Eine der wenigen, die über ihre Arbeit sprechen, ist „Oma Nina“. Alle nennen sie so. Die 60-jährige Krankenschwester sieht älter aus als sie ist. Gerne spricht sie nicht über die Arbeit, aber sie kann nicht anders, tut das meistens unter Tränen. „Sind die Soldaten einmal verletzt, fühlt sich niemand mehr für sie verantwortlich. Wenn überhaupt ein Staatsvertreter kommt, dann nur in Begleitung einer Kamera.“

Wenn die vielen Freiwilligen nicht wären, wäre es um die verletzten Soldaten sehr schlecht bestellt. „Ich bin in Dnepropetrowsk geboren und hier groß geworden. Ich habe meine Stadt immer geliebt. Aber nun bin ich richtig stolz auf sie. Unsere Leute sind einfach klasse“, sagt sie und zeigt auf das, was die vielen Freiwilligen gebracht hatten. „Am wichtigsten sind die Medikamente.“ Doch nicht nur Medikamente haben die Freiwilligen vorbeigebracht. Auch Kleidung, Schuhe, Lebensmittel, Zigaretten, Bücher.

„Tag der Ruhe“ im Osten

Mit einer eintägigen Feuerpause im Osten des Landes unternahm die Ukraine am Dienstag einen weiteren Anlauf, die im September ausgehandelte, aber täglich verletzte Waffenruhe zu erneuern. Russland schlug versöhnliche Töne an und erklärte, man könne die Rückkehr separatistischer Gebiete in die Ukraine unterstützen. Am Freitag sollen in Minsk erneut Friedensverhandlungen stattfinden. Das ukrainische Militär teilte mit, die Kampfhandlungen gegen die Separatisten seien eingestellt worden. Die Führer der Separatisten erklärten, sie hätten den Bedingungen des „Tages der Ruhe“ zugestimmt. (ap)

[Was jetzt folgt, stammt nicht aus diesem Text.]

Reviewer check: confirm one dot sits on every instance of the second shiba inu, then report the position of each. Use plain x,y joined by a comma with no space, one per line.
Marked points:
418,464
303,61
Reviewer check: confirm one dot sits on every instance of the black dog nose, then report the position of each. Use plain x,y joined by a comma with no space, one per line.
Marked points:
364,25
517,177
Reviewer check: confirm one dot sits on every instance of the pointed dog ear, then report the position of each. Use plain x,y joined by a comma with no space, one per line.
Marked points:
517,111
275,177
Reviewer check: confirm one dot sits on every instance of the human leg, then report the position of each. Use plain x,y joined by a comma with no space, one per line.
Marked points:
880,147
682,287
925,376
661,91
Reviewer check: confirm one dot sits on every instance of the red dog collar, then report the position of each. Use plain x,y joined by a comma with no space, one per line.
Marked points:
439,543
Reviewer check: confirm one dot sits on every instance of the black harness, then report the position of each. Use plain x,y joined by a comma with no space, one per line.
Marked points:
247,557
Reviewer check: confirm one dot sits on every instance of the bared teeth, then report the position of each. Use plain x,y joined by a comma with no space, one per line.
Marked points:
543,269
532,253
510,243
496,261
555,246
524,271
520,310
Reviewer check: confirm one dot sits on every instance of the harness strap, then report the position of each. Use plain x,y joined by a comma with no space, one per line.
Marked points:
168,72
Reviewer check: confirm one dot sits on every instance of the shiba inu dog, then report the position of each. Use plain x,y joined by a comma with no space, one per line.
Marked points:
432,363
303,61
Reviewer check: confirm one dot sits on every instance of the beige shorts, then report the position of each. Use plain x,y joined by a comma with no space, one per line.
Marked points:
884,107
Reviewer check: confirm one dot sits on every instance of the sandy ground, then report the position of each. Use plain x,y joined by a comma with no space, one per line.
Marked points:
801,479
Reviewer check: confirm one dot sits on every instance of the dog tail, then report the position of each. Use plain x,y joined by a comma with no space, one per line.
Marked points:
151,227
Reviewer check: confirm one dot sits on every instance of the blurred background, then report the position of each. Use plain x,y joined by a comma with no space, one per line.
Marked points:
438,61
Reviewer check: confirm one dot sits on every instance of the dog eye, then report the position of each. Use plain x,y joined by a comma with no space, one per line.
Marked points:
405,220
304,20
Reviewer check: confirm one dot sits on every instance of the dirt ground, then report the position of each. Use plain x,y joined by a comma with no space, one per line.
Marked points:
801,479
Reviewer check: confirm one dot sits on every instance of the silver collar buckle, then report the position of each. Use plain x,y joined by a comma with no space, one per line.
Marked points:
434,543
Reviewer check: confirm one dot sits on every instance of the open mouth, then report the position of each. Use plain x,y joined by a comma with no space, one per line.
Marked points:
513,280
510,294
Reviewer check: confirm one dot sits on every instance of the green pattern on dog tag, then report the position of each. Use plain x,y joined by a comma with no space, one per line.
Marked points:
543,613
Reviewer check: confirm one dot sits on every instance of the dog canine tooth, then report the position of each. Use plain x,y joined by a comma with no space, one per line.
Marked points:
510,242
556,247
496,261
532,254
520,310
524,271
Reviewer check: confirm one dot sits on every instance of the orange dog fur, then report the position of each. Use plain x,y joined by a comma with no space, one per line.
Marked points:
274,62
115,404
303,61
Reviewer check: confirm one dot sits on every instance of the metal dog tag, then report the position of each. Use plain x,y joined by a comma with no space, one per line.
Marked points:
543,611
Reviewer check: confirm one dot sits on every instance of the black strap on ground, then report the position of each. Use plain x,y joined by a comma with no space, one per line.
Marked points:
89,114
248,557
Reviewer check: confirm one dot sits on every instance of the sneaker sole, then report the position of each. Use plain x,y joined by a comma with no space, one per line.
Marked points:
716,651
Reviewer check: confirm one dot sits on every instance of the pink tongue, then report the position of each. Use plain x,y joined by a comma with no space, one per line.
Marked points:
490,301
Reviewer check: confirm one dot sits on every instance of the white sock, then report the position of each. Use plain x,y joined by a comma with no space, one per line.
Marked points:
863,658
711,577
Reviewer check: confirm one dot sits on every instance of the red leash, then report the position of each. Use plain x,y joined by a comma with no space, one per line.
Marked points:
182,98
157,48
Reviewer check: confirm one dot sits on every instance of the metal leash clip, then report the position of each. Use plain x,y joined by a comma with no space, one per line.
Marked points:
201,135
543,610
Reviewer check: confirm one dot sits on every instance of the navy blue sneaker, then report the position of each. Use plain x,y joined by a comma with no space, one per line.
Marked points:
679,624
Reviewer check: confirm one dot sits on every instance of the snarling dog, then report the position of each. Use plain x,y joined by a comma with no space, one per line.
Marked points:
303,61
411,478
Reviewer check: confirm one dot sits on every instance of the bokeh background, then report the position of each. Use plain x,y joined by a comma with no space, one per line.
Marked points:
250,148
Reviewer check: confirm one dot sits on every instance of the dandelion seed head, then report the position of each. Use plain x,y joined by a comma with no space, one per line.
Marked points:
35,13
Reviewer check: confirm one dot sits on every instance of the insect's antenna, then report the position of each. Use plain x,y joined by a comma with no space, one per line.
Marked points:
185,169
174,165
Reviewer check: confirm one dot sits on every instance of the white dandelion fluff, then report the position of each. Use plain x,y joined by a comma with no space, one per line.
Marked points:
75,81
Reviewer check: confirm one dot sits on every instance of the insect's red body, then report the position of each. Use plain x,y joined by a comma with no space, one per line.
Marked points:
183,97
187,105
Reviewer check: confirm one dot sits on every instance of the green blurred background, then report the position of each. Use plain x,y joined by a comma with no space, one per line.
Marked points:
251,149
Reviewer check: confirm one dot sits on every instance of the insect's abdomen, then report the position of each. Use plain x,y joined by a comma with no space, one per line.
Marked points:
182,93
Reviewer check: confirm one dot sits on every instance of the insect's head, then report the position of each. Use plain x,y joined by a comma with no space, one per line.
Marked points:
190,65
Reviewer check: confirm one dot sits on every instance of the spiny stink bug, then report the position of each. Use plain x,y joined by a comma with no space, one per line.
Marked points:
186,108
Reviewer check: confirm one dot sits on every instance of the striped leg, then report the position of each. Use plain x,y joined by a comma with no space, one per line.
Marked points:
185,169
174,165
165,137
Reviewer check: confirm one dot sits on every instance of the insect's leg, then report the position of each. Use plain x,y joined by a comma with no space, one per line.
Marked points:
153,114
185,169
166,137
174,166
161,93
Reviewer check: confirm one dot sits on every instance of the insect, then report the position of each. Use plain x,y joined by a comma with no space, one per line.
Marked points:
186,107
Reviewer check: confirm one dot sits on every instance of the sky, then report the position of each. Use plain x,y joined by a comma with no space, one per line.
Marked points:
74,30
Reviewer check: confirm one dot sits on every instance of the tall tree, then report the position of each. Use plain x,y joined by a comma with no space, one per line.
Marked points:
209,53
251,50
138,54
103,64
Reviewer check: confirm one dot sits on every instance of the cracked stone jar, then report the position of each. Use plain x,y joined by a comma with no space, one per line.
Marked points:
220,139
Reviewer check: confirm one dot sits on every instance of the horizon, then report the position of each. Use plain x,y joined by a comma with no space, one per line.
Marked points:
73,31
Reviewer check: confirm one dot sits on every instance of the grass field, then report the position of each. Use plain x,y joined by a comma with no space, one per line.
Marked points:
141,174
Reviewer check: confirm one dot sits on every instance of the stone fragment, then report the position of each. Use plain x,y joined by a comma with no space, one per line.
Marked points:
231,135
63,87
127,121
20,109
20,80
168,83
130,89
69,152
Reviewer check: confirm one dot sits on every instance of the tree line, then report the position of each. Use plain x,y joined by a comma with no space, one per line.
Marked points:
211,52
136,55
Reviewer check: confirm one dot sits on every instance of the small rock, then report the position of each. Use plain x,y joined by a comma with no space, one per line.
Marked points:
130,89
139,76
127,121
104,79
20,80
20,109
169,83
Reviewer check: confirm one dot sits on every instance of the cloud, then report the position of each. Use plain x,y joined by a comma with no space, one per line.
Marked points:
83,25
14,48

Splitterwunden am ganzen Körper

Dima ist 29 Jahre alt. Er kann inzwischen wieder gehen. Mehrmals täglich steht er vor dem Haupteingang des Krankenhauses, mit einer Zigarette in der Hand. Einfach ist es nicht. Eine Hand ist immer noch in einen Verband gewickelt. Und wenn starker Wind bläst, schafft er es nicht, seine Zigarette mit dem Feuerzeug anzuzünden. Das, sagt er lächelnd, sei derzeit aber sein einziges Problem.

Mit 18 Jahren hatte man ihn einberufen. Nach dem Wehrdienst hatte er ein technisches Studium abgeleistet und anschließend in einer Werkstatt gearbeitet. Doch im Krieg habe er sich natürlich nicht drücken wollen, sei der Einberufung sofort nachgekommen. Nun liege er schon drei Wochen im Militärkrankenhaus, sein ganzer Körper ist von Splitterwunden übersät.

Zwar will er zurück an die Front. Dort seien seine Freunde und ein nicht zu Ende gebrachter Auftrag. Auf der anderen Seite stelle sich aber auch die Frage, warum er für einen Staat kämpfen solle, der seine eigenen Soldaten ihrem Schicksal überlasse. Glück hätten nur die verletzten Soldaten, die von der Presse oder einem Kamerateam besucht worden seien. Sofort nach Ausstrahlung der Sendung könnten diese sich vor Briefen und Paketen gar nicht mehr retten.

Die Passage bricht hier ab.